Madame de la Tournelle ne le revit pas sans émotion ; car moins elle se sentait disposée à répondre à son amour, plus elle formait le projet de s’attacher à lui comme à l’ancre de salut qui devait la sauver d’un grand naufrage. Le duc d’Agenois aimait trop vivement pour n’être pas dupe de la manière gracieuse dont il fut accueilli ; et puis madame de la Tournelle était de si bonne foi dans son désir de l’aimer !

Cependant une curiosité dont elle se faisait bien quelques reproches la dominait ; et lorsque le duc de Richelieu s’approcha de la table où elle parfilait des galons d’or, selon la mode de ces temps :

— C’était vous, n’est-ce pas ? dit-elle.

— Mais, oui et non, cela dépend de ce que vous en devez penser.

— Quelle folie ! ma pensée ne peut changer le fait.

— Eh bien, quand vous saurez que nous étions là depuis un quart d’heure à vous contempler, à nous attendrir sur les larmes que vous versiez pour une sœur qui ne vous aimait pas, et que je voyais cette sympathie de regrets arriver petit à petit à une autre sympathie, en serez-vous plus avancée ? Avec vos idées ridicules, à quoi bon vous parler de cela ?

— Je ne vous comprends pas, répondit-elle avec tout l’embarras d’une personne qui ment.

— Ah ! je ne demande pas mieux que de m’expliquer, reprit le duc, bien que cela me semble assez inutile, car vous savez très-bien avec qui j’étais, et qu’il n’y a qu’une seule personne au monde que je ne puisse quitter pour vous offrir mon bras : maison nous écoute, et madame de Mazarin, qui redit tout à la reine, m’intimide.

— Je ne crains pas pour ma part qu’elle lui répète ce que je pense, dit madame de la Tournelle avec dignité.

— Croyez-moi, le plus sûr est qu’elle n’en sache rien.
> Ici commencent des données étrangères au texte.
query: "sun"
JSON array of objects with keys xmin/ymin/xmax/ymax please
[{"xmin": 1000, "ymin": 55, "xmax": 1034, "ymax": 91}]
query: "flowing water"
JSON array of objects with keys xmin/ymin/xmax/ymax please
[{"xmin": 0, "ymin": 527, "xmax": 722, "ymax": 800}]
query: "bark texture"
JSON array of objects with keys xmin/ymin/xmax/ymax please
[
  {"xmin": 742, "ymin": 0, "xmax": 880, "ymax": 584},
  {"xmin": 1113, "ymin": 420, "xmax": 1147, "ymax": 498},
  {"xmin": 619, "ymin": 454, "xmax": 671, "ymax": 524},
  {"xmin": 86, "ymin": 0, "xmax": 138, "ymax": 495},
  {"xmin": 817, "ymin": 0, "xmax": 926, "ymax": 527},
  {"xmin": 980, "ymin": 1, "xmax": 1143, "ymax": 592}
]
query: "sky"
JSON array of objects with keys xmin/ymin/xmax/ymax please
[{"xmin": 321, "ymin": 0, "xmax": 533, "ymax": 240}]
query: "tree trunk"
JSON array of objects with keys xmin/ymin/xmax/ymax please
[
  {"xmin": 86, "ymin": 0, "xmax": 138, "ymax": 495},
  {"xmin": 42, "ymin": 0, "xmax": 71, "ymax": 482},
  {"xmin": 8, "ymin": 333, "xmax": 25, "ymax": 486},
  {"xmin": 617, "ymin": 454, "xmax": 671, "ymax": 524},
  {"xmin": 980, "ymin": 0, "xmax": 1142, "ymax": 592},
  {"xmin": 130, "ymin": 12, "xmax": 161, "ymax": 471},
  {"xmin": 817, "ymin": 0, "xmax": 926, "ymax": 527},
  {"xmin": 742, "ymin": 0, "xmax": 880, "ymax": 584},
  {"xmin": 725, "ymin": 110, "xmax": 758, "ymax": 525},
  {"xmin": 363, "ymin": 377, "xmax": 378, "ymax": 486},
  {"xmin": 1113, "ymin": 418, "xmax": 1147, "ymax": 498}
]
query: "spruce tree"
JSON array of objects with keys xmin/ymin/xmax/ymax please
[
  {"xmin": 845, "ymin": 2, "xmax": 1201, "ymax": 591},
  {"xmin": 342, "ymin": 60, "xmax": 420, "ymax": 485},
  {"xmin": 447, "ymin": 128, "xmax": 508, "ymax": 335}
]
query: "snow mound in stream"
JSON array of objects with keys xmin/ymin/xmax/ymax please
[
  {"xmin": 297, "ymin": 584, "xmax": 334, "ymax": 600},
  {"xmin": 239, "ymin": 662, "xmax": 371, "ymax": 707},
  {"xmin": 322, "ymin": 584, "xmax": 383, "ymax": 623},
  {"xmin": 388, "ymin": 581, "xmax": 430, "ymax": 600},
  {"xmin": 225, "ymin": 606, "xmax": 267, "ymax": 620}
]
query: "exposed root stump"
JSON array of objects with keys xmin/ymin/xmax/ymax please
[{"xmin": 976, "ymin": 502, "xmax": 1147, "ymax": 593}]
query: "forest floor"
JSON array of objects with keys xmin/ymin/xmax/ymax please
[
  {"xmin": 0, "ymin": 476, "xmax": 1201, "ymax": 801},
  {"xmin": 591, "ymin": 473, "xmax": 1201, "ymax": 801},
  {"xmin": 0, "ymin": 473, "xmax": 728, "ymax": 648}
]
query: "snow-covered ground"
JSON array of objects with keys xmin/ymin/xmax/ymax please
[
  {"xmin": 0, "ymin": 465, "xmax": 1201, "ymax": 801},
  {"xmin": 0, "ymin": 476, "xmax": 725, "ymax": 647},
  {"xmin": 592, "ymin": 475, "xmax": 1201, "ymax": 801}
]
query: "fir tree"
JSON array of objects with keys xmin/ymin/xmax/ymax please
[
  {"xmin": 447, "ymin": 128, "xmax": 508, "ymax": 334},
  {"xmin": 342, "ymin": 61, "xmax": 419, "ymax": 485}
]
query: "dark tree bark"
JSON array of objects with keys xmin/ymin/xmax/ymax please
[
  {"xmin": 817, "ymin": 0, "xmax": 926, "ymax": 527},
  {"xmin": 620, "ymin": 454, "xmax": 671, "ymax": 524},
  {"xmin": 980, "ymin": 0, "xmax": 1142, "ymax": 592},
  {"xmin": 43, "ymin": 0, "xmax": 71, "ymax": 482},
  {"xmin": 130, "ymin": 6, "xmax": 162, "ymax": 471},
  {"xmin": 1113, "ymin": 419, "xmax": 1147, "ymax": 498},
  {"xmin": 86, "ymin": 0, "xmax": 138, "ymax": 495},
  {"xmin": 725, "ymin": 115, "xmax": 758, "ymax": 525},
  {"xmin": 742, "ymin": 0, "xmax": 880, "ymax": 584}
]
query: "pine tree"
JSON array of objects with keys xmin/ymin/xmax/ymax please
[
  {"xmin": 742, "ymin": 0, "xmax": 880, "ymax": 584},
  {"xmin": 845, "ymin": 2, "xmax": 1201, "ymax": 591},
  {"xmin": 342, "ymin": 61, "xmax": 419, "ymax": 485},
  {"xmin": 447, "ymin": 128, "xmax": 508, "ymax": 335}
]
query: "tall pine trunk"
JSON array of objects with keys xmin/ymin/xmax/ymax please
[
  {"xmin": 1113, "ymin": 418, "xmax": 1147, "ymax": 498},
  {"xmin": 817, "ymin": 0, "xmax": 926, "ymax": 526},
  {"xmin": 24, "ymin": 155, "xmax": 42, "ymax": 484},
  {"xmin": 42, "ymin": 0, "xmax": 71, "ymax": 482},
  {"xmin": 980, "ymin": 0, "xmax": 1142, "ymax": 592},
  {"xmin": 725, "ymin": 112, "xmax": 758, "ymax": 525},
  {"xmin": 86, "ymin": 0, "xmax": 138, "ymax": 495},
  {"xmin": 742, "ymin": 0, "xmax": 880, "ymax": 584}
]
Qui peut répondre de ce que l’amour d’un roi doit produire ? ajouta-t-il à voix basse.

— L’amour d’un roi… c’est la mort, vous le voyez bien, reprit-elle d’un ton sinistre et en montrant ses vêtements de deuil.

— Et cette mort vous effraye ?…

— Bien moins qu’une vie dégradée.

— Ah ! tout n’est pas honte dans le bonheur d’être aimée de celui qui peut le bien, dans la faculté de diriger sa puissance, dans l’honneur de le rendre à la gloire.

— Beau rêve impossible à réaliser !…

— Essayez ; tout vous seconde : votre beauté, votre esprit, votre injuste haine, votre éloignement injurieux, votre pruderie même, tout vous assure un triomphe complet, et le moindre regard obligeant doit…

— Vous me laites trembler ! Ah ! si je pouvais le croire, je fuirais au bout du monde.

— Pour faire courir après vous ? Ah ! le moyen n’est pas mauvais ; mais j’en sais assez pour le regarder comme fort inutile.

— Non, vous ne savez rien, répond la marquise avec, impatience, vous voulez m’éprouver, habitué à vous amuser de la vanité des femmes, vous voulez tenter la mienne. Mais c’est dans toute la vérité de mon âme que je vous supplie de ne me plus parler sur ce sujet, et de croire que je préfère l’existence la plus misérable à celle que vous me faites entrevoir.

— Pourtant vous êtes ambitieuse, convenez-en.

— C’est parce que je suis ambitieuse que je n’aime point à descendre ; mais, par grâce, ne me dites plus un mot de cela, ou je me brouille avec vous pour jamais.

— Des menaces ?… Je ne vous croyais pas si malade… dit en riant le duc de Richelieu ; et il céda sa place au duc d’Agenois, qui trouvant l’entretien trop long, venait l’interrompre.

  1. Vie privée de Louis XV. — Histoire de France, par Lacretelle.